Sin embargo, las acciones que nos proporcionaba antes el cortisol para conseguir energía no son tan primordiales en este estrés psicológico. El cortisol llena nuestra sangre de glucosa y moviliza las grasas y las proteínas de forma excesiva. Además, inhibe la producción de insulina, que es la hormona encargada de que la glucosa entre en cada célula. La elevación de la glucosa en sangre y la resistencia a la insulina tienen la posibilidad de producir diabetes y patologías cardiovasculares. Además, las grasas se depositan en el abdomen, fomentando la obesidad.

Causas del exceso de cortisol, aparte del estrés

No sólo el estrés produce un exceso de cortisol. Hay patologías que impulsan a la glándula suprarrenal para que libere cortisol de forma excesiva, como por ejemplo:

  1. Enfermedad de Cushing: el cerebro tiene como función mencionarle a la glándula adrenal que libere cortisol, algunas veces por la presencia de un tumor encefálico.
  2. Hiperfunción de la glándula suprarrenal: la glándula adrenal trabaja bastante más de lo debido, por estimulación externa o por propios mecanismos internos celulares.
  3. Síntesis ectópica de ACTH: el ACTH es la señal que nuestro cerebro utiliza para iniciar la producción y liberación de cortisol en las glándulas suprarrenales. Algunos tumores, como algunos cánceres de pulmón, tienen la posibilidad de sintetizar y secretar la sustancia.
  4. Cushing iatrogénico: el incremento de cortisol puede ser gracias a la toma crónica de corticoides farmacológicos. Las glándulas suprarrenales son la primordial fuente productiva de cortisol.

El estres de la vida diaria y el cortisol

El estrés de la vida diaria provoca que tengamos escenarios de cortisol más altos de habitual, no obstante, si no se consigue un nivel patológico, no hay necesidad de cambiar la alimentación. En estas ocasiones es sustancial la reducción del estrés, por medio de ejercicios de relajación o la costumbre de un deporte para gastar la energía que el cortisol nos ofrece. Además, si estás tomando corticoides de forma crónica, se te ha detectado diabetes, osteoporosis, o padeces obesidad sin ninguna aclaración, puede que poseas exceso de cortisol que te esté produciendo todas estas patologías.

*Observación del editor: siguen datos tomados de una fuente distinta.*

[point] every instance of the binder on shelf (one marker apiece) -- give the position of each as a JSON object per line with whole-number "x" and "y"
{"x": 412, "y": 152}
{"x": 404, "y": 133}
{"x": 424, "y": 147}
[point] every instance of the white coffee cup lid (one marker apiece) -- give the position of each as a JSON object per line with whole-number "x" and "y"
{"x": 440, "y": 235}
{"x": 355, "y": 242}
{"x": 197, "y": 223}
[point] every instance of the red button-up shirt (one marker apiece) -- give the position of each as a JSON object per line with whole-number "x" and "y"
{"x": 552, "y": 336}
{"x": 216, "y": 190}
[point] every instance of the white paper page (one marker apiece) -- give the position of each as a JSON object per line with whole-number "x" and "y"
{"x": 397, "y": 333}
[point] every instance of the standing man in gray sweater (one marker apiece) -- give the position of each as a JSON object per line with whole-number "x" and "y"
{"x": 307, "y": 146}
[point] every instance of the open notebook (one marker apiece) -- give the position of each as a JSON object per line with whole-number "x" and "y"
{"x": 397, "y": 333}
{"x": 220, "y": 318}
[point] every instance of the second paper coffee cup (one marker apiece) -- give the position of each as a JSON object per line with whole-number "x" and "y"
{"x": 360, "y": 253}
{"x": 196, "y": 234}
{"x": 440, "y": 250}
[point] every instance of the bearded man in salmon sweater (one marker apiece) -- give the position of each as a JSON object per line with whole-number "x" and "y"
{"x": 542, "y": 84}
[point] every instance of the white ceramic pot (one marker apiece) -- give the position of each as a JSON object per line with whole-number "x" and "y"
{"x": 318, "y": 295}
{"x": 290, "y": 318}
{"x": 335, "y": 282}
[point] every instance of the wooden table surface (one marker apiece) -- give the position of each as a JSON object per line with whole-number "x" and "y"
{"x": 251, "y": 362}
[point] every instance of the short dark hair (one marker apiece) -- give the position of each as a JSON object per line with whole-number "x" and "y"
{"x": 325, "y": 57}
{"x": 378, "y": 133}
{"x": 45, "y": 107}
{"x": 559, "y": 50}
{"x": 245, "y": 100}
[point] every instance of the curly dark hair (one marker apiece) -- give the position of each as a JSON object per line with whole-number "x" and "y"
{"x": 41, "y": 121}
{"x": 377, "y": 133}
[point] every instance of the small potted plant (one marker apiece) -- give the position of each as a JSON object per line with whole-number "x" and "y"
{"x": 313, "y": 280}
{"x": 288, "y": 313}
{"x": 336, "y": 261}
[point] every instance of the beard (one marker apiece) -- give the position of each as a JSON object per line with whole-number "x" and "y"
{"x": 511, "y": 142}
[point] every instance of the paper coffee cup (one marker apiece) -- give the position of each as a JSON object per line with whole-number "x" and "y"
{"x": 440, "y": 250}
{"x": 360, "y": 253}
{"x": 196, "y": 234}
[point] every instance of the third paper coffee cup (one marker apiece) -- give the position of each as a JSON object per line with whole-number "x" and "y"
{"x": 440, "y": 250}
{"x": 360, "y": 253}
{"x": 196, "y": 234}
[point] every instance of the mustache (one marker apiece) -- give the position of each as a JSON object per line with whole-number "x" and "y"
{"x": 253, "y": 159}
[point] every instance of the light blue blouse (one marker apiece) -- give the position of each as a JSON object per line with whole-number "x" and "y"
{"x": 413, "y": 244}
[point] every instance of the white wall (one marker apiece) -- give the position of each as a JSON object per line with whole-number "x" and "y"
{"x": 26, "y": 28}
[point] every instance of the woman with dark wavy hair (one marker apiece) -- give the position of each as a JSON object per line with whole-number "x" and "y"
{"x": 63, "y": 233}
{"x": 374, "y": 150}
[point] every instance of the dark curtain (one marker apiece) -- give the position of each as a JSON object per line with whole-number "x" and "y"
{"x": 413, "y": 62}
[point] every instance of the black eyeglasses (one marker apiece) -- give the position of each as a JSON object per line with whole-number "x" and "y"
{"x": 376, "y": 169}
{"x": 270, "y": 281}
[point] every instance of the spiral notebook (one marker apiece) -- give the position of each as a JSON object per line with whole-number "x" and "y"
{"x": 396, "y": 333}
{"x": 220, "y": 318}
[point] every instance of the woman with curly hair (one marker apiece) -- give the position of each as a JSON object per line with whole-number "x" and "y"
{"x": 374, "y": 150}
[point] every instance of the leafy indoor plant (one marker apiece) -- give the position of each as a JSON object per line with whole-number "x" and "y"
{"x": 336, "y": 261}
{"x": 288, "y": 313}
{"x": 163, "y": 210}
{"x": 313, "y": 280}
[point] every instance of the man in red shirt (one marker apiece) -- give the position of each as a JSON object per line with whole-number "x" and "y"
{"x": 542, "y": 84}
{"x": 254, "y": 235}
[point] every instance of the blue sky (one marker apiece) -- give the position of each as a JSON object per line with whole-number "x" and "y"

Es sustancial asistir al médico frente estas ocasiones, porque algunas ocasiones este exceso de cortisol puede corregirse con simplicidad. Además el profesional va a estar atento a seguir el origen de este incremento y en el hipotético caso que se debiera a tumores u órganos que estén fallando, te derivará a los especialistas para continuar con más pruebas. Es decir, venga de donde venga el aumento de cortisol, siempre será conveniente saber el origen.